# 2019 Spring Data Science /w Python Final Exam

<p>Instructions
<ol>
<li>Download the file <i>appointments.csv</i> into the same folder as the current Jupyter notebook
<li>Run the code below and then answer the questions
</ol></p>

<b>Penalties:</b> You will incur penalties if:
<ul>
<li>Your answer is different from the correct one</li>
<li>Your code is unncessarily slow</li>
<li>Your code is longer than specified</li>
<li>You will be penalized if, in an attempt to limit the lines of code, you make your code too hard to read or too slow -- for example, by copy-pasting pieces of code in the same line instead of declaring a variable in one line and using the variable in another.
</ul>

In [1]:
import pandas as pd
import numpy as np
import seaborn as sns
df = pd.read_csv('appointments.csv', index_col=0)
df['Appt Date'] = df['Appt Date'].astype(np.datetime64)
df['Date When Appt Scheduled'] = df['Date When Appt Scheduled'].astype(np.datetime64)

## Data Description

In [2]:
df.head()

Unnamed: 0,AppointmentID,MRN,Appt Date,Appt Time,Appointment Status,Time When Appt Arrived,Date When Appt Scheduled,CAN or BMP Date,Provider ID,Gender,Patient Age at Appt Date,Marital Status,Employment Status
0,1,12067,2013-12-23,900,Cancelled,,2013-09-04,2013-12-11,15,F,52,MARRIED,NOT EMPLOYED
1,2,7264,2013-11-14,780,Arrived,759.0,2013-05-20,,15,F,33,MARRIED,NOT EMPLOYED
2,3,9903,2013-10-16,720,Arrived,708.0,2013-06-12,,15,F,40,MARRIED,EMPLOYED FULL TIME
3,4,9588,2012-12-13,720,Arrived,712.0,2012-11-19,,15,F,25,SINGLE,EMPLOYED FULL TIME
4,5,8131,2011-03-24,600,Bumped,,2010-03-25,2010-11-10,15,F,57,DIVORCED,EMPLOYED FULL TIME


This is an appointment data set for an undisclosed outpatient clinic. One row corresponds to an appointment. Each appointment is characterized by the following attributes:
<ul>
<li><b>AppointmentID</b>: The unique identifier of the appointment.
<li><b>MRN</b>: The unique identifier of the patient (MRN = Medical Record Number).
<li><b>Appt Date</b>: The date when the appointment took place.
<li><b>Appt Time</b>: The time (expressed in minutes after midnight) when the appointment took place.
<li><b>Appointment Status</b>: The outcome of the appointment. 
    <ul>
    <li><i>Arrived</i>: the appointment took place regularly.
    <li><i>Cancelled</i>: the appointment was cancelled by the patient before taking place. 
    <li><i>Bumped</i>: the appointment was cancelled by the provider.
    <li><i>No Show</i>: the patient did not show up for the appointment.
    <li><i>Pending</i>: the appointment did not take place yet in the moment when the data was pulled.
    </ul>
<li><b>Time When Appt Arrived</b>: The time (expressed in minutes after midnight) when the patient checked in on the appointment day.
<li><b>Date When Appt Scheduled</b>: The day when the appointment was scheduled
<li><b>CAN or BMP Date</b>: If the appointment was cancelled or bumped, the date when this even happened.
<li><b>Provider ID</b>: The id of the provider scheduled to see the patient.
<li><b>Gender</b>: The patient's gender.
<li><b>Patient Age at Appt Date</b>: The age of the patient at Appt Date.
<li><b>Marital Status</b>: The patient's marital status.
<li><b>Employment status</b>: The patient's employment status.
</ul>

## Q1 (12 pts)

### Q1.1,  How many columns and rows this data set has ?

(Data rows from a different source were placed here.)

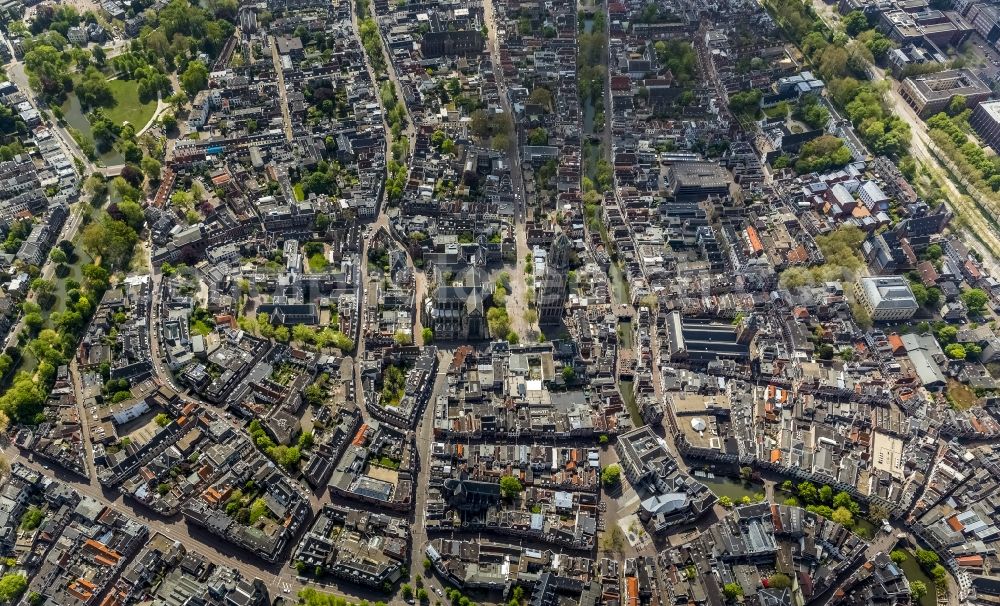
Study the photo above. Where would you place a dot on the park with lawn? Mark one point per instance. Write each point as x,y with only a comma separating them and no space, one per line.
119,104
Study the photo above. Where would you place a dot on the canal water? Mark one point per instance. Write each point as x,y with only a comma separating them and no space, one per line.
74,116
913,571
619,286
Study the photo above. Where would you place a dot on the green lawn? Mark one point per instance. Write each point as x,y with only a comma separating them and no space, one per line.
128,107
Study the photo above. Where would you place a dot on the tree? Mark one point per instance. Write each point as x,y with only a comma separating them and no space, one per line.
151,167
843,516
538,136
302,333
975,299
957,105
510,487
855,22
195,77
927,558
955,351
132,214
169,122
611,475
746,102
305,440
732,591
32,518
12,585
826,494
779,580
111,240
258,510
808,493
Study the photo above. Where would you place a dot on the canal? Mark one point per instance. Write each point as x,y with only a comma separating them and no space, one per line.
74,117
625,386
619,286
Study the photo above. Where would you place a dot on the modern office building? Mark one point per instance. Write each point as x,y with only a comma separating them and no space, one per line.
886,298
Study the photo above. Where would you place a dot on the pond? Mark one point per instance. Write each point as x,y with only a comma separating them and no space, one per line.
74,116
724,486
913,571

### Q1.2, What's the youngest, oldest and the average age among the patients ?

### Q1.3, How many different Marital Status (exclude NaN)? 

## Q2 We need to clean the data and remove all NaN. Follow each subquestion step-by-step carefully. (24 pts)

### Q2.1, How many columns have missing value(NaN)?

### Q2.2, Within the whole data frame, how many in total are NaN?

### Q2.3, Drop the rows with Marital Status = NaN and verify it.

### Q2,4 After all rows with Marital Status = NaN dropped, how many rows in Employment Status still have NaN ? Drop those rows.

### Q2.5, Now let's drop column(s) has more than 50% NaN. (*use 20,000 as the 50%*) After this step, how many columns still there?

### Q2.6, In Time When Appt Arrived column, how many NaN are still there ? change all the NaN to 'Unknown'.

### Q2.7, Is there any more missing values/NaN in this data frame? If so, how many ? If not, prove it.

### Q2.8, What's the final shape of this data frame after clean up all the NaN? 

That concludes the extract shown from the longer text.